By Maniza Naqvi
I focus hard on being polite to him. I don’t want to give myself away.
I ingratiate myself with every sentence and every gesture. I reach out and touch his arm, replenish the wine in his glass. He is visiting from Belgrade.
I gush about how wonderful this town is. How friendly and warm everyone is in Sarajevo, how kind and welcoming they are to strangers.
He smiles and asks me, 'Could you please tell me where is that place in the world where you have been and people are not friendly? Is there such a place where people are not nice to foreigners?
I keep my voice friendly. I could tell him of a few places he knows well. But I don’t say that. I keep smiling and talking.
I make sure that I'm smiling and so I send a mental message to my eyes to make sure they are complying and smiling too. I must appear easy, someone he can trust.
I look for points of commonality
I want to show him how a Pakistani and a Muslim is completely sympathetic, friendly, likable.
And I notice that as I listen to him—I believe him—I see his narrative as worthy of sympathy and plausibility.
He is showing me how a Serb, a Christian, is completely friendly, likable.
He is trying so hard—I can see through his smoothness.
I seize on the opportunity when he speaks nostalgically about the wonderfulness of Yugoslavia and how the Serbians miss the good times.
I tell him that the Bosnians feel the same way about Tito and Yugoslavia.
His eyes flash, 'I don't need to be told that,' he says. 'We know that—us—we Yugoslavians know how each other feels.'
It's as though he is saying to me, the foreigner, that he is so done with this, our outsiders interpretations, our interlocutions on his peoples’ behalf—and our narratives of them and on their behalf. He is done with the foreigners’ narratives of the people of Yugoslavia as though these were the truth itself.
His anger touches me. I feel the same way when 'foreigners' speak and write about Pakistan, India and Islam.

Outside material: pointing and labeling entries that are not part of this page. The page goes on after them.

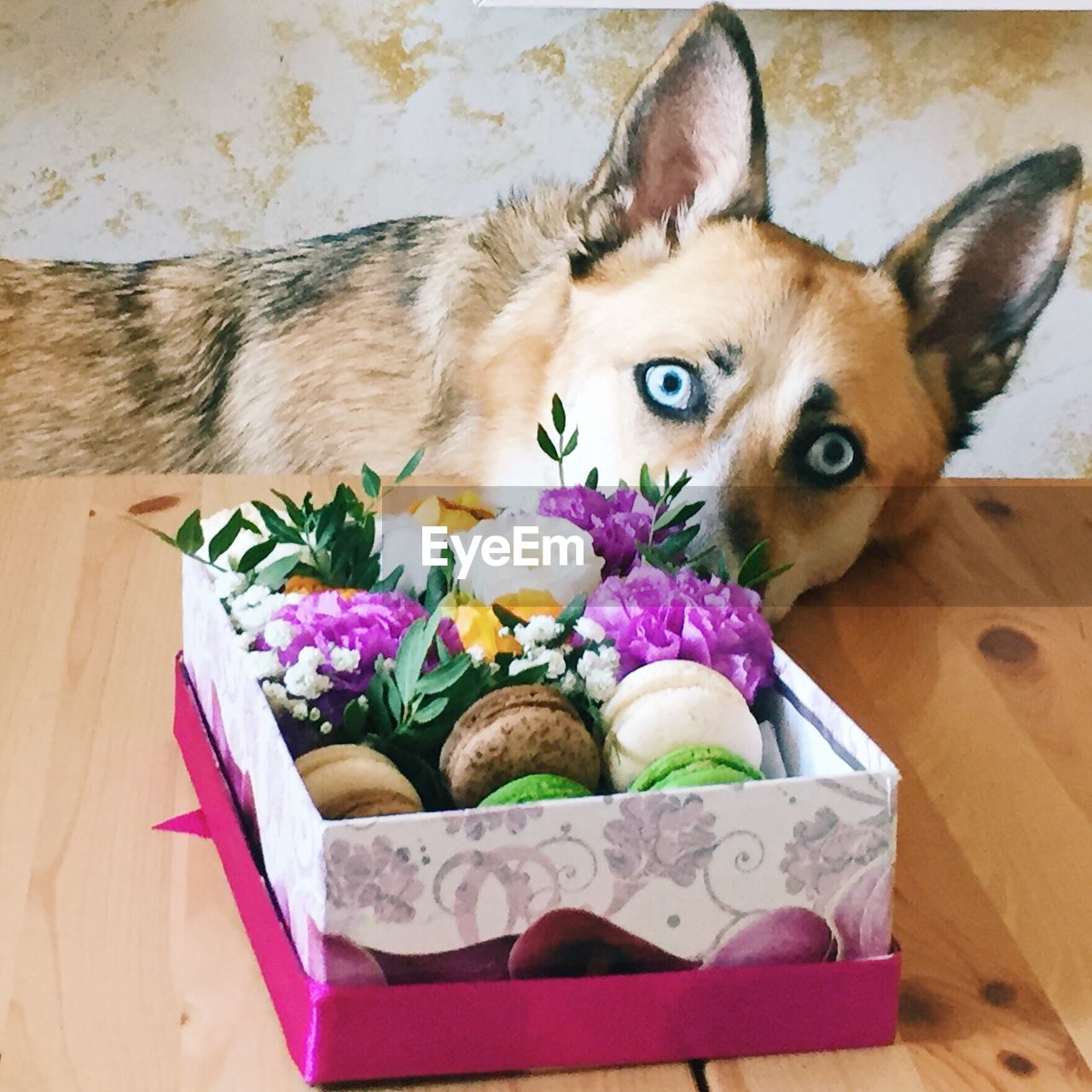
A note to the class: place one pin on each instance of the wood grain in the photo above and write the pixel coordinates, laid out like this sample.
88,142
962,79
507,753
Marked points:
964,653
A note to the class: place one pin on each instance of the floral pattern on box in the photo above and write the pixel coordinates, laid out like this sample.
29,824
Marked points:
787,868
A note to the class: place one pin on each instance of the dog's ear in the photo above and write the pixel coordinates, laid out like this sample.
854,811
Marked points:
689,145
976,276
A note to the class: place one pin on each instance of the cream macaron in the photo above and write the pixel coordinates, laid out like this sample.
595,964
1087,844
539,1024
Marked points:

I am determined to ignore his constant need to counter each praise or nice word said about Sarajevo or Bosnians. And the constant undermining of what happened in the war. What happened in the war? I suddenly realize that my understanding is based on what has been told to me by Bosnians in the Federation and in the RS who are Muslims, Orthodox Christians and Catholic. I don't have any understanding of how things are understood in Serbia. How they view the world. It seems as though he sees Serbia as a place that is pristine and its people innocent of any crime at all. If there are any crimes, in his view, then they have been committed as crimes that any oppressed group is likely to commit. And have been committed by a lesser quality of Serb—the ones that reside in Bosnia.